Liverpool isn’t short of festivals, but there aren’t many doing what Outer Waves is doing – offering an inclusive space for all things experimental and underground. Blending live music, visual arts, interactive performances and educational initiatives, Outer Waves will celebrate Liverpool’s grassroots creative communities while also attracting international artists that tie in with the vision. We’re sold already.
But then there’s the line-up. The first headliner is Gong – one of the most boundary-pushing rock groups of the seventies, twisting jazz and psychedelia with elements of mysticism and surrealism. Joining them as headliners are Liverpool’s experimental percussion ensemble Ex-Easter Island Head, who’ve spent the last 15 years making some of the boldest (yet quietest) experiments in British music, eschewing digital effects in favour of physical modification and guitar preparation.

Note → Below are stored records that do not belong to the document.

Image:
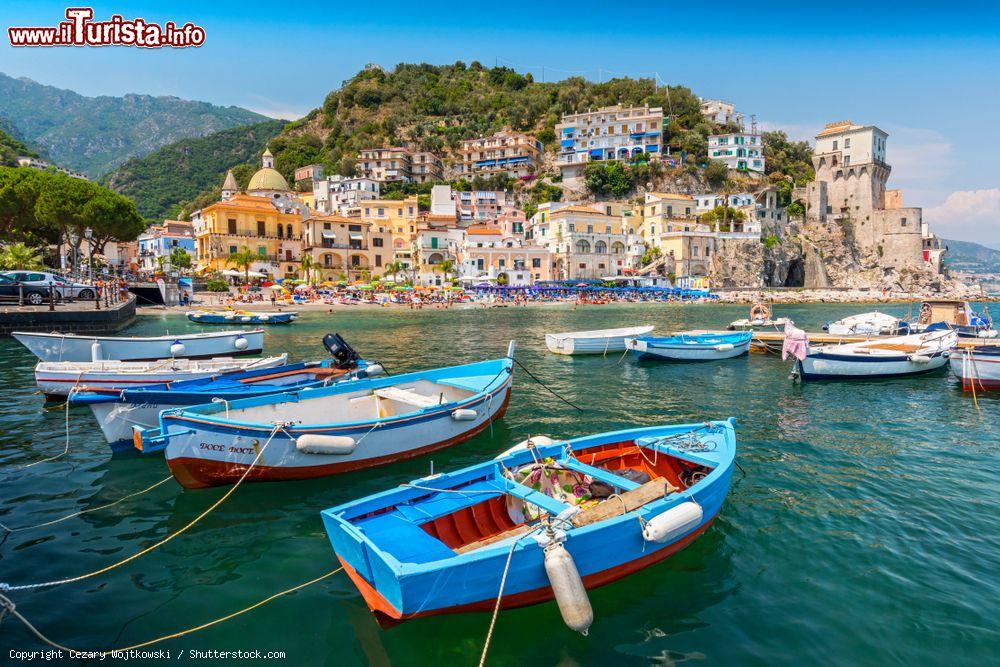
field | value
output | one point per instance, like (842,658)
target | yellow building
(246,221)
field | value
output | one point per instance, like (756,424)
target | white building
(612,133)
(720,112)
(741,151)
(336,194)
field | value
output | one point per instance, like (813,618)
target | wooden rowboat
(444,543)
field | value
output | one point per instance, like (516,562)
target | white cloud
(968,215)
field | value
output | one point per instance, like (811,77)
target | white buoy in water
(567,586)
(313,443)
(673,523)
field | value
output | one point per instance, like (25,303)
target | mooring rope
(46,584)
(87,511)
(7,606)
(547,388)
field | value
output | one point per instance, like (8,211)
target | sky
(926,72)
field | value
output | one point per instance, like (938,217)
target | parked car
(33,295)
(64,288)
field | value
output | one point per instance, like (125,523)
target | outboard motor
(343,354)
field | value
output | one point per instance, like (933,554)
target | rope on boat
(47,584)
(87,511)
(547,388)
(7,606)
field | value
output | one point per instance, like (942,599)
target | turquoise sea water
(866,530)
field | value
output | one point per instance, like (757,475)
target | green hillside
(162,181)
(96,134)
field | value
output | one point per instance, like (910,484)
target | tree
(308,263)
(243,259)
(716,173)
(180,259)
(18,256)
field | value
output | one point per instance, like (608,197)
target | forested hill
(165,179)
(96,134)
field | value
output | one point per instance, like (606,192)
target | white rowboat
(57,378)
(599,341)
(70,347)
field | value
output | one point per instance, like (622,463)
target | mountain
(96,134)
(166,178)
(11,148)
(971,257)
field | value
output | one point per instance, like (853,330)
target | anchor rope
(87,511)
(156,545)
(7,606)
(546,387)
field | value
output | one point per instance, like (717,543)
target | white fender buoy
(568,588)
(314,443)
(673,523)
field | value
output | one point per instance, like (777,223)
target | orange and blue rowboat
(614,503)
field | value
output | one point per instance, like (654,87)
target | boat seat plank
(514,532)
(600,474)
(407,396)
(652,490)
(403,539)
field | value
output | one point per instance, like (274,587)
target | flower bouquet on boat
(314,432)
(544,520)
(901,356)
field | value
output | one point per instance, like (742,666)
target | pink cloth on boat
(796,343)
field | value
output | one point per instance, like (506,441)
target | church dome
(267,179)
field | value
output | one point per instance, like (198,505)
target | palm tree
(308,263)
(447,267)
(18,256)
(243,260)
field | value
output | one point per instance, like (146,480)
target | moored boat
(119,413)
(868,324)
(324,431)
(600,341)
(58,378)
(977,368)
(901,356)
(548,520)
(70,347)
(231,317)
(691,345)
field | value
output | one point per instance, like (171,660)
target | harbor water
(864,531)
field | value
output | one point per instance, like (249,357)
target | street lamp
(88,233)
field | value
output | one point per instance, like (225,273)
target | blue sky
(928,73)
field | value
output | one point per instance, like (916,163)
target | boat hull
(647,351)
(60,347)
(977,371)
(213,454)
(841,367)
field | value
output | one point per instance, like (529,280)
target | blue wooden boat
(231,317)
(347,426)
(691,345)
(610,504)
(119,412)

Mandy, Indiana are another – very different – highlight. Mixing coarse industrialism, squalling feedback and contorted electronics, their 2023 debut album i’ve seen a way blew up in a way that few noise records do. Landing a Best New Music tag from Pitchfork, the band found themselves winning fans in everyone from Daniel Avery to Gilla Band, and swapping basement shows in Manchester for clubs in New York and LA.
Experimental music fans won’t want to miss Abstract Concrete, featuring the UK underground heavyweight Charles Hayward (of the legendary This Heat and Camberwell Now), while Aja Ireland brings something more contemporary and electronic. Unsettling noise, experimental techno and deconstructed club combine in her live sets, described in The Wire Magazine as “shifting from ethereal diffusions to potent explosions”.
From Manchester, Hyperdawn have honed their own hands-on approach to music making, using live reel-to-reel tape processing, electronics and vocals across vast off-kilter beats and melting r’n’b croons. Two more highlights, both hailing from Liverpool: Those Holy, an electronic duo standing at the intersection of industrial noise and gothic pop, and Coughin Vicars, a DIY punk band referencing first generation English post punk with early 80s LA Death rock – and a bit of Merseyside grit.
With many more names on the bill, performing on multiple stages, the line-up packs a real punch – especially considering the very reasonable price tag. And the festival is just the beginning. Beyond the two-day event, Outer Waves “will continue to foster artistic growth through year-round programming, artist commissions, and local partnerships”.
Great festivals often come and go without really making an effort to connect with and support the local communities that they purport to serve. By the sounds of it Outer Waves is doing it differently, and that’s great to see.